It’s easy to listen to a podcast about the habits that get in the way of building trust and resilience and conjure up that one, specific colleague – you know who I’m talking about – who is getting it all wrong. Did you just mentally travel down that path? Thinking about the person who talks over the team? Hoards information? Consistently misses deadlines? Takes the credit and passes the blame? I get it. It’s comfortable to think about the changes someone else needs to make. And, it keeps us stuck.
If we want our teams not just to be able to survive adversity, but to thrive and to grow from challenging experiences, we need to build the muscle of first looking in the mirror.
Notice and Name
My personal canary-in-the-coal-mine that I’m out of sorts is a sigh+eye roll in response to every new text asking to chat, a “what now? 🙄” reaction. That’s my cue to shift out of autopilot and examine the path I’m traveling … from stressor → emotion → story I’m telling myself → behavior.

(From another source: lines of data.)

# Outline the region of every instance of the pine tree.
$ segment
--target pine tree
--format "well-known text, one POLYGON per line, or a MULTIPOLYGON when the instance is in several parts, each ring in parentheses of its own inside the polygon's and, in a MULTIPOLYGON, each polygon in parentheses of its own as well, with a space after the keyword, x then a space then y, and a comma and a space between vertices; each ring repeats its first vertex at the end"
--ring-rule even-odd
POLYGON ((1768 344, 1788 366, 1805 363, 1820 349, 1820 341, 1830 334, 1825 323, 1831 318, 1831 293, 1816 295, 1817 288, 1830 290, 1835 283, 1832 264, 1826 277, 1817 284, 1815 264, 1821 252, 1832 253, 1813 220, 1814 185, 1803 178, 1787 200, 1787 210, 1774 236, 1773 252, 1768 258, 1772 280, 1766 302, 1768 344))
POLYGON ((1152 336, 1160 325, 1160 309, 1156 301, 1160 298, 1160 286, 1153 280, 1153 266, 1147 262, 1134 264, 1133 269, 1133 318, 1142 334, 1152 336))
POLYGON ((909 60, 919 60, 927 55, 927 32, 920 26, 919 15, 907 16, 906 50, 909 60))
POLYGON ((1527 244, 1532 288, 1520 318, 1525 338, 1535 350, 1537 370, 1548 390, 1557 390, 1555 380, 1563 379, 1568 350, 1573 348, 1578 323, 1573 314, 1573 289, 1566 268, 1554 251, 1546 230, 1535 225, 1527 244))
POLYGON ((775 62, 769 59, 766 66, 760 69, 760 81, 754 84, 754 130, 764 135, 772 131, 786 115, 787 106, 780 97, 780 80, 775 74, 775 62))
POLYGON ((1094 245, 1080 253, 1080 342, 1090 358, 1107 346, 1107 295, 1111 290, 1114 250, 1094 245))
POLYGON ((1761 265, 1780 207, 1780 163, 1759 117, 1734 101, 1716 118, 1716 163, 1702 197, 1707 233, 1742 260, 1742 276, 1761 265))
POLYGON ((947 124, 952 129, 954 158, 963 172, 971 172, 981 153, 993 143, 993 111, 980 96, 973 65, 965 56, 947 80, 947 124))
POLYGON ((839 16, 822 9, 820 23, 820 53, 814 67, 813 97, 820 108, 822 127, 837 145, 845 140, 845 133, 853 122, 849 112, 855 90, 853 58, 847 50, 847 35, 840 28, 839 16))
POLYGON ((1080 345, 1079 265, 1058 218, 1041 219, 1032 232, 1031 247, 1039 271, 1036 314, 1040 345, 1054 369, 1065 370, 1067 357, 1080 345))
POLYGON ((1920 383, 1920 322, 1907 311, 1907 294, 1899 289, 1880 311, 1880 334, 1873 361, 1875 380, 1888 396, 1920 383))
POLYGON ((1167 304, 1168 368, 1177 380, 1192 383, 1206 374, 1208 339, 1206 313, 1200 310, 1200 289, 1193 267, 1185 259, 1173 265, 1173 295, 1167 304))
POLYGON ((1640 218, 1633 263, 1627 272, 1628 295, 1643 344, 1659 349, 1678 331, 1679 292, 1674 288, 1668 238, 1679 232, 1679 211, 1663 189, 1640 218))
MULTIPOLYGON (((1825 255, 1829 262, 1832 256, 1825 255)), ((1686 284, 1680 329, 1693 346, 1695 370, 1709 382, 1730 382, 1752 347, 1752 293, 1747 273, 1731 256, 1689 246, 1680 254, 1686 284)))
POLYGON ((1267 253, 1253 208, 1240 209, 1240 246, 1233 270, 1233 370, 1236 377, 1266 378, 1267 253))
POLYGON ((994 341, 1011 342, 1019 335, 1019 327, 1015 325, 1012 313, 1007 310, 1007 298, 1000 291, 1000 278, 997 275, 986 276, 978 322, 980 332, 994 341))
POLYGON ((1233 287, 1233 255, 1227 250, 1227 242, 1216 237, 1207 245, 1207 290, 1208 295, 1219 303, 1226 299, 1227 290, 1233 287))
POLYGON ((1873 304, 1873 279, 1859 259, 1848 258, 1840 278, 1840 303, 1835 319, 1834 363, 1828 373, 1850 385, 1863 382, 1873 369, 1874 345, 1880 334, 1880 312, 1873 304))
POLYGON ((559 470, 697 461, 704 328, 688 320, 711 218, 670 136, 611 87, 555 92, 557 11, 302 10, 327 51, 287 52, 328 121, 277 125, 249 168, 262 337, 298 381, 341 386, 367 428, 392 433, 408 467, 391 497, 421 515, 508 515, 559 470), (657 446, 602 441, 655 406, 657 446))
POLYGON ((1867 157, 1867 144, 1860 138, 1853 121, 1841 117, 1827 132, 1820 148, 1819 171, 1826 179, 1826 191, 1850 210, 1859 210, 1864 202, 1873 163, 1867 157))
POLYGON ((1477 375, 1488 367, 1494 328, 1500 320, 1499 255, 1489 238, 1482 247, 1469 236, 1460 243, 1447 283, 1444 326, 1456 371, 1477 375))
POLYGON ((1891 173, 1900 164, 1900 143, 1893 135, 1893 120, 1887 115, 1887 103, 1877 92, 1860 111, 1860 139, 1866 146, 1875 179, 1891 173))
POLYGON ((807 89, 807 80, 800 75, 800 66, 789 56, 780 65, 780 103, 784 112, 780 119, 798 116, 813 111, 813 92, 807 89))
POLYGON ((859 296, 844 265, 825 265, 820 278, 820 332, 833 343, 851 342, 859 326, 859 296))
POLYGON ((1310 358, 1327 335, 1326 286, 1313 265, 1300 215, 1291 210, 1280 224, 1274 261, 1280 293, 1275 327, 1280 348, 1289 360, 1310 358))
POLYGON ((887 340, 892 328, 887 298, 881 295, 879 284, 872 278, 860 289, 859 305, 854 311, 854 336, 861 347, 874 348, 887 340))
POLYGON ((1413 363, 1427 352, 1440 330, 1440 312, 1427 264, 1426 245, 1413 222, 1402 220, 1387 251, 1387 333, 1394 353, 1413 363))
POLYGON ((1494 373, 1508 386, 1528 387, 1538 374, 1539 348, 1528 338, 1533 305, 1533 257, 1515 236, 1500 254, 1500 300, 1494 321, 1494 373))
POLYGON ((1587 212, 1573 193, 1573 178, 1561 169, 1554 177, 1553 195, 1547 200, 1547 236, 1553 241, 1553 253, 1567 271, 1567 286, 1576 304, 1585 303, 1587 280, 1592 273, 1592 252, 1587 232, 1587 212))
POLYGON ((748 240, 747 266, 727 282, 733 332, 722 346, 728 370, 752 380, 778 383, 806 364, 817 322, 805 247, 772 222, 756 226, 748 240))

If I can notice and name each of these pieces, I get visibility to the way I’m showing up and what might really be behind it. I can challenge my own faulty narratives – the stories I’m telling myself that may not be true about the situation.
This practice begins to build the muscle of owning what we’re contributing to a relationship or team dynamic. If you struggle to name an emotion, help is here.
Shift into Curiosity
We each have a go-to response in challenging situations; noticing yours creates some space where you can choose to respond differently. That can be a shift like –
“This is never going to work” →
“What can I learn in this moment?” or
“What might be possible?” or
“Who might I get a different perspective from?”
Examine what’s going unsaid
The thing that goes unsaid often turns up the heat in a difficult situation. When I find myself getting short or replaying a challenging interaction, it can help to ask what I might be leaving unsaid. Does it need to be said? If yes, how can I say it in a way that it can be heard and move this relationship forward? If no, how might I let go of it?
In my experience, these habits don’t just snap into place and stick. These are my ongoing work. When I’m really struggling with one, it’s helpful to tell a colleague what I’m working on and ask for a nudge when they notice that one of these has fallen by the wayside.
All the better if you tell your entire team that you’re practicing these and invite the team to practice with you. There’s magic in making it ok for everyone to work on this kind of growth.
That’s it for now. I’ll be in the kitchen this weekend trying out two new recipes. One for a chewy, no chill chocolate chip cookie and one for a veggie soup.